Repelentes e Inseticidas: Perguntas e Respostas (ANVISA)

 

*Todas as embalagens de repelentes devem trazer expresso o princípio ativo do produto.

Outras medidas eficazes são os mosquiteiros e as telas nas janelas. 

Repelentes para gestantes

O repelente de uso tópico, aplicado na pele, pode fazer parte dos cuidados contra dengue, chikungunya e zika.

Em relação ao uso em gestantes, a recomendação da Anvisa (Agência Nacional de Vigilância Sanitária ) é clara: não há qualquer impedimento para a utilização desses produtos por mulheres grávidas, desde que os repelentes estejam devidamente registrados na Agência.

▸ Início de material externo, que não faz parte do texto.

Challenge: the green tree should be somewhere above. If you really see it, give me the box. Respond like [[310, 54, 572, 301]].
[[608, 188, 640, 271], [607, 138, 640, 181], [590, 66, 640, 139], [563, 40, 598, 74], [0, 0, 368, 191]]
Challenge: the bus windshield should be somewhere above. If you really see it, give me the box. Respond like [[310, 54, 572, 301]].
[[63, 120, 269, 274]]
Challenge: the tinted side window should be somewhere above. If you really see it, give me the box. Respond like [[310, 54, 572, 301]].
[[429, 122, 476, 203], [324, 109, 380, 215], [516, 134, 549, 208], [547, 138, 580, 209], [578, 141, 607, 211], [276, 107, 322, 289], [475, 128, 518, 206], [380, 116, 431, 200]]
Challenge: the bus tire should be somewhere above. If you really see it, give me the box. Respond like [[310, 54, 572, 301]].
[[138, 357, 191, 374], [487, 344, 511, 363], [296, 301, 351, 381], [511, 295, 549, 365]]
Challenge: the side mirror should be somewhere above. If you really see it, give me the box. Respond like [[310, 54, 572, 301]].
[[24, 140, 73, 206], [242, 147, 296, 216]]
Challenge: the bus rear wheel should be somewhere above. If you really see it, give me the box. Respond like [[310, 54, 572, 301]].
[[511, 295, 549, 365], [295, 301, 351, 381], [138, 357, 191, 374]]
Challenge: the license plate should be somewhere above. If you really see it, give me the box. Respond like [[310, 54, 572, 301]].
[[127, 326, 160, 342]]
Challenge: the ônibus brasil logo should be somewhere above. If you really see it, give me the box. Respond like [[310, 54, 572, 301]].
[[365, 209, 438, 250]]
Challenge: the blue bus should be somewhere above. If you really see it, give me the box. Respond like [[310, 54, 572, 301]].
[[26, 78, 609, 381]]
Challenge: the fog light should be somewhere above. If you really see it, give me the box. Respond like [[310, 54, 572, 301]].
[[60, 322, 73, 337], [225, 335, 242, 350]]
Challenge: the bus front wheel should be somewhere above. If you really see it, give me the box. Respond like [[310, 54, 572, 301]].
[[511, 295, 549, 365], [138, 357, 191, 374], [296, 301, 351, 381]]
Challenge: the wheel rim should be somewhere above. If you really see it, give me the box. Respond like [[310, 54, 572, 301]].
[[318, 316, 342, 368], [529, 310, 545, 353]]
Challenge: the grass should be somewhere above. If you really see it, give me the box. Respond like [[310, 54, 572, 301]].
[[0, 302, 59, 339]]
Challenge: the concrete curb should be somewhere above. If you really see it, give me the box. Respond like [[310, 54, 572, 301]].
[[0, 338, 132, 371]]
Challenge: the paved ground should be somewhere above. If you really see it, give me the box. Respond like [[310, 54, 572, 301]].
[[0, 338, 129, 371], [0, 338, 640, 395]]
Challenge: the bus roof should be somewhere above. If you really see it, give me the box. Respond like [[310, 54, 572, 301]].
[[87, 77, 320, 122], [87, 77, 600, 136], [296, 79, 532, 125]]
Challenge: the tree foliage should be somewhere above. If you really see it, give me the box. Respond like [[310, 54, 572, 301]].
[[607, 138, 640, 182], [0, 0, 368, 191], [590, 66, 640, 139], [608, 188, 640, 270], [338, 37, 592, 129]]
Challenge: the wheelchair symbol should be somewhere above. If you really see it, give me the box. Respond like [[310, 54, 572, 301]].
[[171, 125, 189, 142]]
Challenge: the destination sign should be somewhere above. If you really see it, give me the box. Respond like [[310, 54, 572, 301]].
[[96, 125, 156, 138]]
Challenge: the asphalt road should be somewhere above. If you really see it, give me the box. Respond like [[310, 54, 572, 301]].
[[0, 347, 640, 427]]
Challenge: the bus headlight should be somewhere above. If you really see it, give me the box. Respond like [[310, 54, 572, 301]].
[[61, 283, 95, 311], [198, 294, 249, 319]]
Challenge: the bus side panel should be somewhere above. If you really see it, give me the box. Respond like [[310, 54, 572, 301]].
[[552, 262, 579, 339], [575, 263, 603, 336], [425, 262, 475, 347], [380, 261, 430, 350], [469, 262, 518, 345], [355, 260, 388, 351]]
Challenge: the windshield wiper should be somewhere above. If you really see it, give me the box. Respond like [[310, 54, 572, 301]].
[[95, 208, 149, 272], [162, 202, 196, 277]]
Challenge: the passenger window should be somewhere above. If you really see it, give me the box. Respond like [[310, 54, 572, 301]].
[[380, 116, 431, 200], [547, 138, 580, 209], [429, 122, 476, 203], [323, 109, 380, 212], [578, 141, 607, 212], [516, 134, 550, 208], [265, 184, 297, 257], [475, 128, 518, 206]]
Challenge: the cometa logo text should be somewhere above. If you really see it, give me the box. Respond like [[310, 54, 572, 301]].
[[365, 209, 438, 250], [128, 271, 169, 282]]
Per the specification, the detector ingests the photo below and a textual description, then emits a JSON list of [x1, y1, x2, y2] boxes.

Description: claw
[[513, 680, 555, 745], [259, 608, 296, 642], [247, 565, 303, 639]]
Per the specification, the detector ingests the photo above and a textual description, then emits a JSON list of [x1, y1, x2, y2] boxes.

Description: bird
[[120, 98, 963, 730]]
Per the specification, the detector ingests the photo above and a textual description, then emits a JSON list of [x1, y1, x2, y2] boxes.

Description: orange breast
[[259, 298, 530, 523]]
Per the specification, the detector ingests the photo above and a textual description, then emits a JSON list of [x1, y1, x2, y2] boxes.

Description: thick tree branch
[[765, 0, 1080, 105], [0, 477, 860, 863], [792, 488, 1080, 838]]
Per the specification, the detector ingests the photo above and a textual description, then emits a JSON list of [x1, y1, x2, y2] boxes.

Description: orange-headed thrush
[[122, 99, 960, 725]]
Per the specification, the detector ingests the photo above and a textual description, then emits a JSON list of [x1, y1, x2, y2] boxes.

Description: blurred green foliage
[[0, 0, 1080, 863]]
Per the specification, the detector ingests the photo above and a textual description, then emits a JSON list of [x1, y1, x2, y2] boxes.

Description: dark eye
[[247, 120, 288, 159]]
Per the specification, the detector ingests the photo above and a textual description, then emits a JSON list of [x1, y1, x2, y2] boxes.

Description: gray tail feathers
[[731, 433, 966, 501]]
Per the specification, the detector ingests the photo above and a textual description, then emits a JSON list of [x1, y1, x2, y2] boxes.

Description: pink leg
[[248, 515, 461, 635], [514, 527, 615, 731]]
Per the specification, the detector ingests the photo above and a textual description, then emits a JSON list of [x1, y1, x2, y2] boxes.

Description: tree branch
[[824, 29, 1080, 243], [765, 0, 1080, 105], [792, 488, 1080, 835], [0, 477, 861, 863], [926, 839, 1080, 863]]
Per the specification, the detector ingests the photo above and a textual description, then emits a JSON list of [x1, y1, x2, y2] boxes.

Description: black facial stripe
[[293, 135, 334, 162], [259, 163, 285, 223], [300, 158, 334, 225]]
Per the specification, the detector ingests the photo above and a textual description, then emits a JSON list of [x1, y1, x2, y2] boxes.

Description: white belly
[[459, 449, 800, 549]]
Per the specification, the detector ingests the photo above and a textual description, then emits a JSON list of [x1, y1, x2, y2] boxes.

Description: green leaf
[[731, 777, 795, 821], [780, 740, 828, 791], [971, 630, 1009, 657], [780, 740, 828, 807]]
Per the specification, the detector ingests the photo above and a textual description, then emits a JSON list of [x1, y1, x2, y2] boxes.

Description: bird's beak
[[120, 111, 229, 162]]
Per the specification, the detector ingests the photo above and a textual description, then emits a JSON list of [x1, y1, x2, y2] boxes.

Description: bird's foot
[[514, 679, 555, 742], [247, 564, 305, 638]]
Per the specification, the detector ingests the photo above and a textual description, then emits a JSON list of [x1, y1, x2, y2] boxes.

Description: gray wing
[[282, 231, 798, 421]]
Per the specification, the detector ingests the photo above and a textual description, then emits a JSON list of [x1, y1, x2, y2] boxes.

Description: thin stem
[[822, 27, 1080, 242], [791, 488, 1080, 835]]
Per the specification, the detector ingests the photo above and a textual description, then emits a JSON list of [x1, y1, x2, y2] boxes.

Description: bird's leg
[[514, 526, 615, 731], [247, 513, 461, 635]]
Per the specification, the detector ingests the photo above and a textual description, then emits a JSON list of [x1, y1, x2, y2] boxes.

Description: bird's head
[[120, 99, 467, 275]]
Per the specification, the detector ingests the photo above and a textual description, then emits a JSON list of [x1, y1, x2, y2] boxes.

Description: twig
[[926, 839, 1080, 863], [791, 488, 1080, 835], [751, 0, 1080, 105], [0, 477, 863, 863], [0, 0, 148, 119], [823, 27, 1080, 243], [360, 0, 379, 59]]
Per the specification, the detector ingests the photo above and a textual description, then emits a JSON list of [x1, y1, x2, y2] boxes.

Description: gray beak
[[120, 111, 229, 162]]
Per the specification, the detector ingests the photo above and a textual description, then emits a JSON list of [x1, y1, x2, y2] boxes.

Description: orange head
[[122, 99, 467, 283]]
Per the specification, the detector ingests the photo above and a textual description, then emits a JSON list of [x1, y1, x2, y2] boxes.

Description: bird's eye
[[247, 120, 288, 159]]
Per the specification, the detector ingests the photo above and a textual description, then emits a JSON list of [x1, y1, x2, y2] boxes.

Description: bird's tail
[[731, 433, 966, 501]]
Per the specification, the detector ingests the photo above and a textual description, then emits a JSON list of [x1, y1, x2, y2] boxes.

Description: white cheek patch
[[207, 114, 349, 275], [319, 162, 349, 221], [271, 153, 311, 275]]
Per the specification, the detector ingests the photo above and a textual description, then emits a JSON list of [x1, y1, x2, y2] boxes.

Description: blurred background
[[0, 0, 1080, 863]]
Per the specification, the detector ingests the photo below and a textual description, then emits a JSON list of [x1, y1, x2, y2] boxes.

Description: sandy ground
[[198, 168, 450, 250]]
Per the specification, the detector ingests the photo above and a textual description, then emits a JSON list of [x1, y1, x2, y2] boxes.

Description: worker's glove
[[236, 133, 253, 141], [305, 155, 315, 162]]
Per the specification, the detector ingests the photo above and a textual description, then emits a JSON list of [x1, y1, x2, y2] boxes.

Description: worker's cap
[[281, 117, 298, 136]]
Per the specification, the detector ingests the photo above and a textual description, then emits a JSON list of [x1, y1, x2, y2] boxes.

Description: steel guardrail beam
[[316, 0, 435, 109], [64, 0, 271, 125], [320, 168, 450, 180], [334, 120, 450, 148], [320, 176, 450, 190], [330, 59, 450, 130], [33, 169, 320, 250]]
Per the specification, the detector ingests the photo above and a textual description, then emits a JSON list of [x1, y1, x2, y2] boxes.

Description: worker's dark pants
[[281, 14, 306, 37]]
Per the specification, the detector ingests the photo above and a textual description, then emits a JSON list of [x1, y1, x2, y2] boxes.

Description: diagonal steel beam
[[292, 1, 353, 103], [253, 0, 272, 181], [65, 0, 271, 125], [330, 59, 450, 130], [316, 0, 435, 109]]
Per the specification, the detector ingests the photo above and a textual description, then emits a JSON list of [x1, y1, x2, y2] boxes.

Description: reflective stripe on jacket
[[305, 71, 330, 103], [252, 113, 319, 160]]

As recomendações de uso descritas no rótulo de cada produto devem ser seguidas à risca. Os produtos à base de DEET não devem ser usados em crianças menores de dois anos. Entre 2 anos e 12 anos, a concentração máxima do produto deve ser de 10% e a aplicação deve se restringir a três vezes por dia. Alguns cuidados devem ser observados no uso:

Repelentes devem ser aplicados nas áreas expostas do corpo e por cima da roupa; A reaplicação deve ser realizada de acordo com indicação de cada fabricante; Para aplicação da forma spray no rosto ou em crianças, o ideal é aplicar primeiro na mão e depois espalhar no corpo, lembrando sempre de lavar as mãos com água e sabão depois da aplicação.

Em caso de contato com os olhos, é importante lavar imediatamente a área com água corrente.

Além do DEET, os princípios ativos mais recorrentes em repelentes no Brasil são utilizados em cosméticos: o Icaridin e o IR 3535, além de óleos essenciais, como a Citronela. Embora não tenham sido encontrados estudos de segurança realizados em gestantes, estes princípios são reconhecidamente seguros para uso em produtos cosméticos conforme regulamentação do setor.

No retorno a Porto Alegre

É importante que as pessoas que viajaram para locais com transmissão viral (transmissão do vírus) informem ao médico caso apresentem os sintomas das doenças.

Se o médico suspeitar de uma dessas doenças, ele deverá notificar à vigilância epidemiológica do município. Essa informação é fundamental para que se tenha o controle da transmissão da dengue, zika, chikungunya e febre amarela na cidade.